A number of domestic factors have played an
important role in India's growth slowing down quite sharply, Rupa
Duttagupta, deputy chief of IMF World Economic Outlook Division, told
reporters after IMF's latest projections lowered India's growth for
fiscal 2013 to 3.8 percent.
The IMF's Fall 2013 World Economic
Outlook (WEO) expects India to gradually pick up to 5.1 percent next
year, again one percentage point lower than projected in July, but "on
the structural side, we still see investment recovery to be very slow".
"A
lot of supply-side bottlenecks, say constraints in the mining sector,
in the power sector, as well as, in general, investment sentiment has
been very weak in terms of slow project approvals," Duttagupta said.
"These
things have played a role in keeping investment still pretty subdued.
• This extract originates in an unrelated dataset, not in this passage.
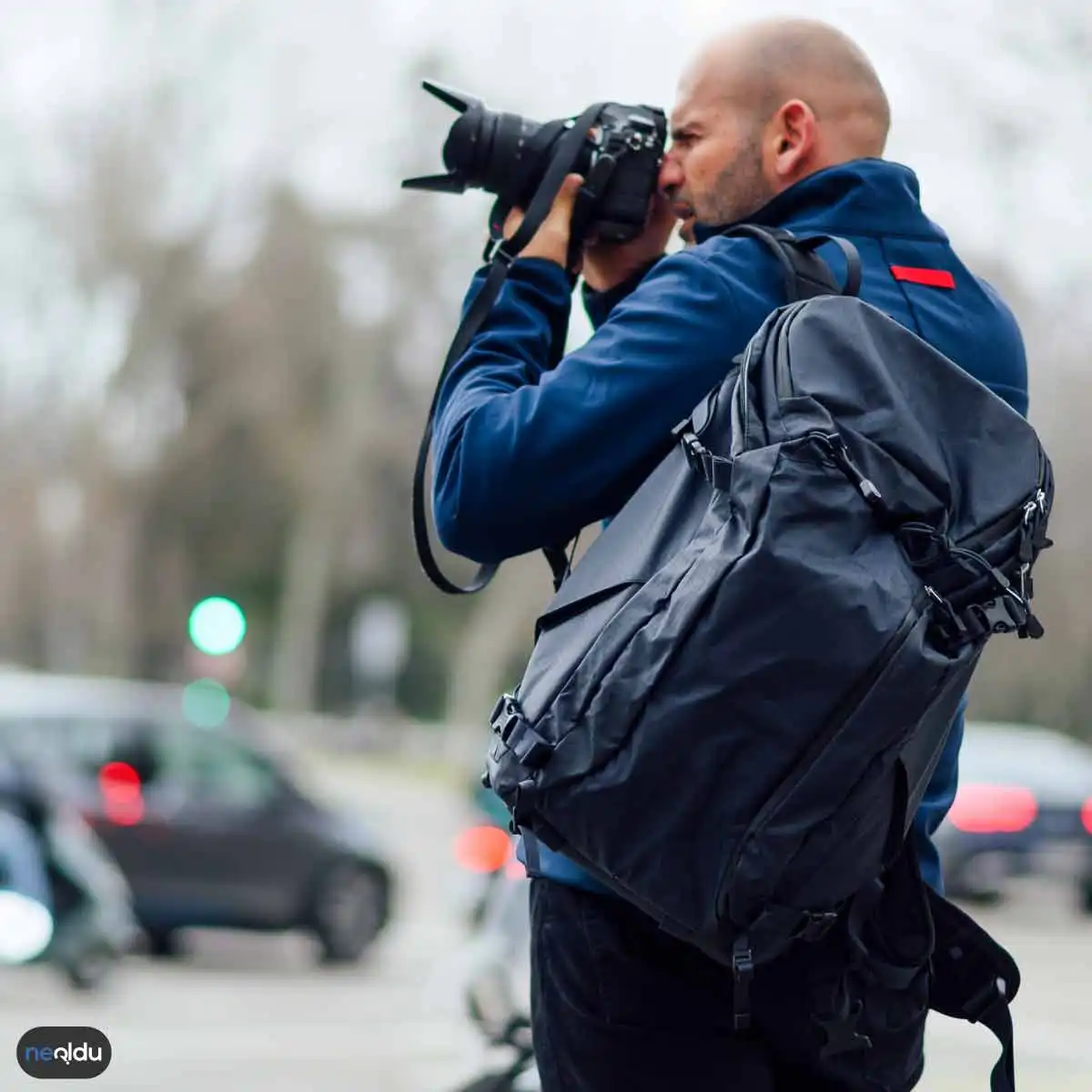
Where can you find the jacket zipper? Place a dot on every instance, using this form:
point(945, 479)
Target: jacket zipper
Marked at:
point(834, 723)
Also, given much tighter monetary conditions, given the higher
inflation, higher interest rates have played a role in keeping
consumption demand pretty subdued," she said.
But Duttagupta
noted "more recently the exchange rate has depreciated significantly in
real effective terms, and agricultural production is also undergoing a
strong rebound".
"So, built on these factors and high-frequency
indicators show that even investment growth is picking up, we expect
growth to pick up next year."
Noting that risks of higher capital
outflows once unconventional policies unwind are always there, Dasgupta
said, it was very important for India and Indonesia "to sort of
maintain the credibility on both their monetary and fiscal policies".
The
central banks of both countries in recent months have raised their
interest rates given higher inflation "which helps because inflation is
still very high in both countries", she said.
"For India, also,
an important priority would be to make sure that the fiscal deficit
target for the FY2013 budget is maintained even if additional measures
are needed," Duttagupta said.
Olivier Blanchard, Economic
Counsellor and Director of the Research Department, also stressed the
need for urgent structural reforms "from rebalancing toward consumption
in China to removing barriers to investment in India or Brazil."